We read with interest the editorial on the correlation between hepatitis B virus (HBV) genotypes and outcome of HBV infection by Fung and Lok. 1 This article made a succinct outline of the epidemiology of HBV genotypes and their association with hepatitis B e antigen seroconversion, activity of liver disease, and response to treatment. We believe that this article will be helpful to hepatologists when facing the explosion of knowledge regarding HBV genotypes in the literature. However, the authors inferred from our previous data 2 that genotype B may be associated with accelerated progression to hepatocellular carcinoma (HCC). This may be somewhat misleading, and we would like to address some comments to clarify this issue.
In Taiwan, our first cross-sectional study indicated that more than 50% of HBV-related HCC patients were infected with genotype B. In addition, genotype C was more prevalent in patients with HCC who were older than 50 years, whereas genotype B was more common in those with HCC who were age 50 years or younger.

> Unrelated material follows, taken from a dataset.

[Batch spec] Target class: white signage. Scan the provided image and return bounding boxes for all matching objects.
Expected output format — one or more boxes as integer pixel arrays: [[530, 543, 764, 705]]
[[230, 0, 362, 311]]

This predominance of genotype B was more substantial in younger patients with HCC, amounting to 90% in those age 35 years or younger, and most of them did not have cirrhosis.
To confirm this preliminary observation from only 80 HCC patients, a further survey of 200 surgical cases showed that the prevalence of genotype C was indeed higher in older HCC patients, while that of genotype B was higher in young HCC patients. 3 This observation also extends to HBVrelated childhood HCC. In a recent study, we demonstrated that genotype B was still the major genotype (74%) in 26 children with HCC. 4 Taken together, these lines of evidence strongly suggest that certain genotype B subtypes or strains are associated with the earlier development of HCC in Taiwan.

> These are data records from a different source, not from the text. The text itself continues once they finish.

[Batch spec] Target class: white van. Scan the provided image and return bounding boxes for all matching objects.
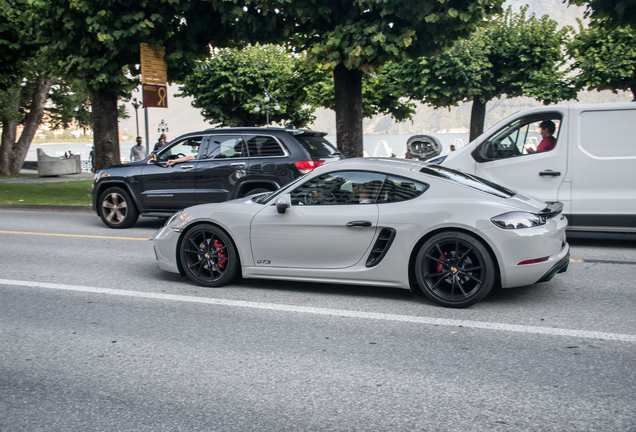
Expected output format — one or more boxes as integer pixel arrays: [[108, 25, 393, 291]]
[[432, 102, 636, 232]]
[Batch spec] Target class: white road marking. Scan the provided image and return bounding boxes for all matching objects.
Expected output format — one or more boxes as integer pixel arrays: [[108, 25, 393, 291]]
[[0, 279, 636, 342]]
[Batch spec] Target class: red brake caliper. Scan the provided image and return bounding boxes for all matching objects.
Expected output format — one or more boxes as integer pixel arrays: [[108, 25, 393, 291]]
[[214, 239, 227, 268], [435, 252, 448, 273]]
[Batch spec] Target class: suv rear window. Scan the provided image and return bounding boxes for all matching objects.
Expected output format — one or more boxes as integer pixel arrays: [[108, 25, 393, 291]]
[[294, 134, 339, 159], [420, 165, 517, 198]]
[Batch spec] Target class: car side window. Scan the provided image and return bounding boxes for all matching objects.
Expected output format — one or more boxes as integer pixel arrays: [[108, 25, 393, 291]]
[[247, 136, 285, 157], [158, 136, 201, 162], [201, 135, 247, 159], [291, 171, 386, 205], [376, 176, 428, 204], [486, 116, 561, 160]]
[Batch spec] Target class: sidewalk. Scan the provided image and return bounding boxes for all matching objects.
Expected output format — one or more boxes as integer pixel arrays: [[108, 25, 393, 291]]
[[0, 170, 95, 183], [0, 169, 95, 213]]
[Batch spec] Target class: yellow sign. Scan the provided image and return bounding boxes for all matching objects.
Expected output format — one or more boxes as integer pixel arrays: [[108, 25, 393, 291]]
[[141, 84, 168, 108], [140, 43, 168, 85]]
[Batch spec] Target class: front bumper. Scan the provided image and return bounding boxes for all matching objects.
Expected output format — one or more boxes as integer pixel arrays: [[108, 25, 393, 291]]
[[537, 251, 570, 283]]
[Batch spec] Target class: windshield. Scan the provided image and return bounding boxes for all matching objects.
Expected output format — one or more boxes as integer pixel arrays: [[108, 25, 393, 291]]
[[420, 165, 517, 198], [294, 134, 340, 159]]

Thus, the genotype B strains in Taiwan may be different from those in Japan and China where HCC development is less frequent and occurs at an older stage in patients with genotype B. [5][6][7] We have proposed that genotype B can be divided into three phenotypes based on the rate of liver disease progression. 8 The first is the slowly progressive phenotype that is associated with a tendency for early hepatitis B e antigen seroconversion during a carrier's lifetime or in the course of chronic hepatitis, which subsequently leads to the low death rate from HCC. The second is the intermediately progressive phenotype that runs a typical natural course of chronic HBV infection with the development of HCC, usually in the patient's 50s. The third is the rapidly progressive phenotype that is associated with the development of HCC in young HBV carriers before they reach 40 years of age, even in the absence of cirrhosis.
In summary, HBV genotypes do account for the heterogeneity in clinical manifestations and treatment response among patients with chronic hepatitis B in different parts of the world; however, the paradoxical findings of genotype predominance in HCC patients between Taiwan and other countries deserve further examinations.